Until recently, linking a Windows or macOS computer to a Signal account did not transfer the chat history to the new device, but would allow any future messages to be received on both the desktop and mobile devices, creating message histories on both. This made desktop computers a target for Signal message collection.

In addition to APT44’s WAVESIGN script, the Google researchers noted Turla’s use of a PowerShell script to extract Signal Desktop messages. Turla is a cyberespionage team attributed to the Russian Federal Security Service, the FSB. A Belarus-linked threat actor tracked as UNC1151 was also observed using a command-line utility called Robocopy to exfiltrate Signal messages from Windows computers.

The threat of such attacks is even greater now since Signal recently introduced the ability to synchronize chat history for the past 45 days between old and newly linked devices.

“The operational emphasis on Signal from multiple threat actors in recent months serves as an important warning for the growing threat to secure messaging applications that is certain to intensify in the near-term future,” the Google researchers said.

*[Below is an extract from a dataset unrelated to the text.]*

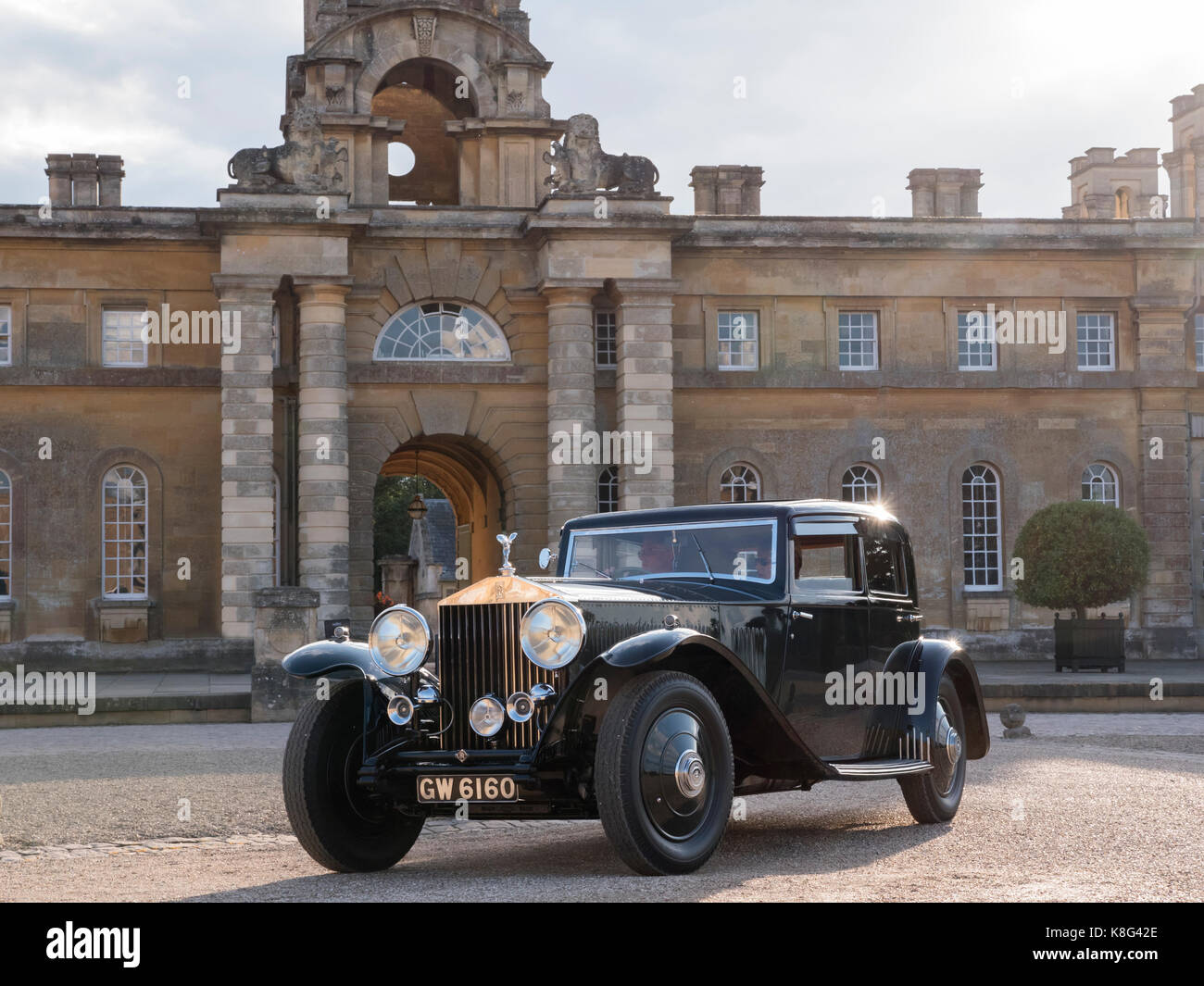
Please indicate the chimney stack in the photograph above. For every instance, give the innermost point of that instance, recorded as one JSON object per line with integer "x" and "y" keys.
{"x": 944, "y": 192}
{"x": 84, "y": 180}
{"x": 727, "y": 189}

“When placed in a wider context with other trends in the threat landscape, such as the growing commercial spyware industry and the surge of mobile malware variants being leveraged in active conflict zones, there appears to be a clear and growing demand for offensive cyber capabilities that can be used to monitor the sensitive communications of individuals who rely on secure messaging applications to safeguard their online activity.”

The Google report contains indicators of compromise for the observed campaigns as well as recommendations for users to protect their devices. Aside from installing security updates regularly and protecting their devices with long and complex passwords, users should regularly review the list of linked and authorized devices for their messaging apps and exercise caution when scanning QR codes shared under the guise of group invites or other required urgent actions.